L’articolo 1, comma 1, del decreto legislativo 231/20017 dispone che è vietato il trasferimento di denaro contante e di titoli al portatore in euro o in valuta estera, effettuato a qualsiasi titolo tra soggetti diversi, siano esse persone fisiche o giuridiche, quando il valore oggetto di trasferimento, e’ complessivamente pari o superiore a tremila euro.

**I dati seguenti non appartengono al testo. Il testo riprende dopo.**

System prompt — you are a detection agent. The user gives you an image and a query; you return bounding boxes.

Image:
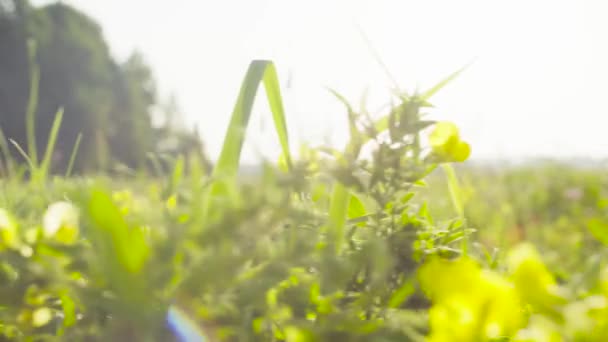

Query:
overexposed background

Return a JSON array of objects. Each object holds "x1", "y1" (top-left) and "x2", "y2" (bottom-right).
[{"x1": 34, "y1": 0, "x2": 608, "y2": 162}]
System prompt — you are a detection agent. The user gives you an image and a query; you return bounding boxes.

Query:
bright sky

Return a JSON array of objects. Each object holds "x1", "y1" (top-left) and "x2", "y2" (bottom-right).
[{"x1": 38, "y1": 0, "x2": 608, "y2": 161}]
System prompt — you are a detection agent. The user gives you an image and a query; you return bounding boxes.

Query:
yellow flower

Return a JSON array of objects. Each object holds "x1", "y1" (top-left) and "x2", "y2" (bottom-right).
[
  {"x1": 42, "y1": 202, "x2": 79, "y2": 244},
  {"x1": 507, "y1": 243, "x2": 565, "y2": 312},
  {"x1": 429, "y1": 122, "x2": 471, "y2": 162},
  {"x1": 419, "y1": 258, "x2": 524, "y2": 342}
]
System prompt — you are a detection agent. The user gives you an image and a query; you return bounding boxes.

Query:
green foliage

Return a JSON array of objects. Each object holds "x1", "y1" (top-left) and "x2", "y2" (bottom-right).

La norma è chiarissima: la finalità del controllo delle movimentazioni di denaro, quando abbiano ad oggetto importi elevati, viene perseguita dalla normativa che si propone lo scopo di difendere la collettività da questo tipo di operazioni che presentano una decisa attitudine ad eludere la tracciabilità dei passaggi e non solo perchè riconducibili al riciclaggio dei proventi di attività criminose (cosiddetto denaro sporco) o al finanziamento del terrorismo. Quindi, come il Ministero dell’Economia e delle Finanze presume, nella fattispecie, anche quando l’operazione vietata può essere ricondotta a “semplice” evasione fiscale.

Peraltro, la Corte di cassazione ha recentemente ed esplicitamente chiarito, con l’ordinanza 10147/2018, che, anche qualora sia provato che l’operazione in contanti non abbia avuto come scopo il riciclaggio di denaro sporco, ciò non significa che non sia stata commessa la violazione amministrativa.